New Tracking Algorithms, TLD, MedianFlow, and More!

So, in OpenCV 3.x there is a new opencv_tracking module that is exposed via JavaCV. 

This module contains 7 different implementation of object trackers.  There is a new "Tracker" filter that allows you to switch between any of these 7 tracking algorithms.  It should work pretty similar to how the lk tracking works in that it should publish the point that's being tracked.  Right now the filter only supports tracking a single point.  

I found this page that has a good writeup of the pros and cons of each of the tracking algorithms.


One other difference is that this tracking algortihm tracks bounding boxes, not single points, so I think it will be very useful for looking at objects for generating training datasets for deep learning.


Comment viewing options

Select your preferred way to display the comments and click "Save settings" to activate your changes.
wvantoorn's picture


Hi Kevin,

These are great additions to our toolbox, and I see many useful attributes for tracking. We can add other filters like we used to? And last question, how do these new filters/algorithms affect frame rate?

And is there a possibility to maybe add an option to easily change the resolution of the feed? For tracking we don't need much resolution of the video if I am told correctly. Also would it be possible that after tracking is started we can 'turn off the feed for us to see? I know it is a bit hard to exlllain, but if the program controls the tracking, and it works, shutting of the feed to our screen could improve frame rate, or at least I think. I could be completely wrong but in my thinking process, the less video needs to be encoded, the less cpu it uses and the more cpu is left over to be used for tracking.

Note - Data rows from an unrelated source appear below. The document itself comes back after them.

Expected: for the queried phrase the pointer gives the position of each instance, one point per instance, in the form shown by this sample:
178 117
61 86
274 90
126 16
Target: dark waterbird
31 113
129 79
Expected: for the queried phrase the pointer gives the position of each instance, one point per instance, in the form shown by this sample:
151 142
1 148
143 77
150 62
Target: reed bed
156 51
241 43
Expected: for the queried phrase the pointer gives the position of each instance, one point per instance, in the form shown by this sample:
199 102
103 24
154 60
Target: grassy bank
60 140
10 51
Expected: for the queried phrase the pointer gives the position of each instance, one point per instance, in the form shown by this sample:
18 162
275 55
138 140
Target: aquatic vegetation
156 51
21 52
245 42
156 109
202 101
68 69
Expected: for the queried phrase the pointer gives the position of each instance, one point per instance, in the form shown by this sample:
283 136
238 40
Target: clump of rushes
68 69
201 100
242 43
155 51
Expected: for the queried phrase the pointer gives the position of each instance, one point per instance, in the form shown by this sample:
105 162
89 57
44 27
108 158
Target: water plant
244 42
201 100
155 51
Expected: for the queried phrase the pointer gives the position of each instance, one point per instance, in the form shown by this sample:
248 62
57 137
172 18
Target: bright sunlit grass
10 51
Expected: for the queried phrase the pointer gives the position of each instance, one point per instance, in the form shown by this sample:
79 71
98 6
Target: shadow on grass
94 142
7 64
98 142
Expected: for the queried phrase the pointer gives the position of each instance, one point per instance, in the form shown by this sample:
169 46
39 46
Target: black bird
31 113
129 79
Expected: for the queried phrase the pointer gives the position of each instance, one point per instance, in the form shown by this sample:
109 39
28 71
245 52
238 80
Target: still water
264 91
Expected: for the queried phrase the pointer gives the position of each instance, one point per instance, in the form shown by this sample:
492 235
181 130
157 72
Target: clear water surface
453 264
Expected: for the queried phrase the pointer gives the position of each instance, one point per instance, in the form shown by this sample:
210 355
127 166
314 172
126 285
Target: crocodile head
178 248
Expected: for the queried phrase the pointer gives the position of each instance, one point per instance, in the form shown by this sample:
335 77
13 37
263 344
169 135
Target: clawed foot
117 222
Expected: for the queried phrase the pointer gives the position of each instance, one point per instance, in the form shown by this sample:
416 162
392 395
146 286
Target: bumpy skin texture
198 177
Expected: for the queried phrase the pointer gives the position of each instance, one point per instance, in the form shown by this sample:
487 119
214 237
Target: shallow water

Maybe I am totally wrong, but just read a piece about a face recognition sensor commonly used in advertising to collect data about gender, age and so on. There they said that when tracking, if no videotaped is output to a screen, the more fps can be achieved . 


The sensor I am referring to is the Omron electronics B5T HTC face detection sensor module

GroG's picture

Oh My, This Looks So Fun And

Oh My, This Looks So Fun And Useful .. :)

Very Squirrel Worthy 


kwatters's picture

Training data generation

Yeah, it was a little side track based on XRobots questions on tracking and inspired by a link that you shared.  This is probably the first reference implementation of the Tracker api in JavaCV, I'm pretty happy at how simple and clean the interface is between all the different implementations.

I think that some of the algorithms throw an exception due to not finding some resources, but I figure that's more of an issue with hope JavaCV is packaged anyway, so I didn't bother digging further. 

Having different trackers that operate on bounding boxes is nice,  I'm hoping to move the training object around infront of the robot and capture good bounding box definitions and the associated label that is being trained. 

It would be fantastic if the robot automatically chose the proper bounding box size, but for now, I'll probably just say something like "look at this small object"  "look at this large object"  ... to denote a default box size to choose for this training object... 

We could target the final image resolution to be 224x224 so it can be input directly to VGG16 without having to resize...   ah.. so muich to do..



miketalmage's picture


This is what Iam currently working on for my inmoovbut i have a lot of stuff to do still it uses histgrams from different detections and then choose object blob or movement, but with every workaround I run into 6 more problems mainly trying to convert c++ and c sharp to java


kwatters's picture

Tracking is hard, don't re-invent the wheel.

I applaud your efforts to implement your own optical tracking.  Reality is, there are many researchers that have worked up these algorithms and contributed them to OpenCV.  That's all written in C/C++.  We use JavaCV which under the covers is actually calling the OpenCV C libraries via JNI. 

There are a bunch of tracking algorithms and options...  Some of these algorithms give you a point to track, others provide a bounding box.  As the object moves the bounding box size scales appropriately so you can detect if the object is closer or farther away based on box size.

I guess I'm curious, what are you porting over to java ?  We might be able to provide examples?  Are you currently working with OpenCV or are you rolling your own stuff from the ground up?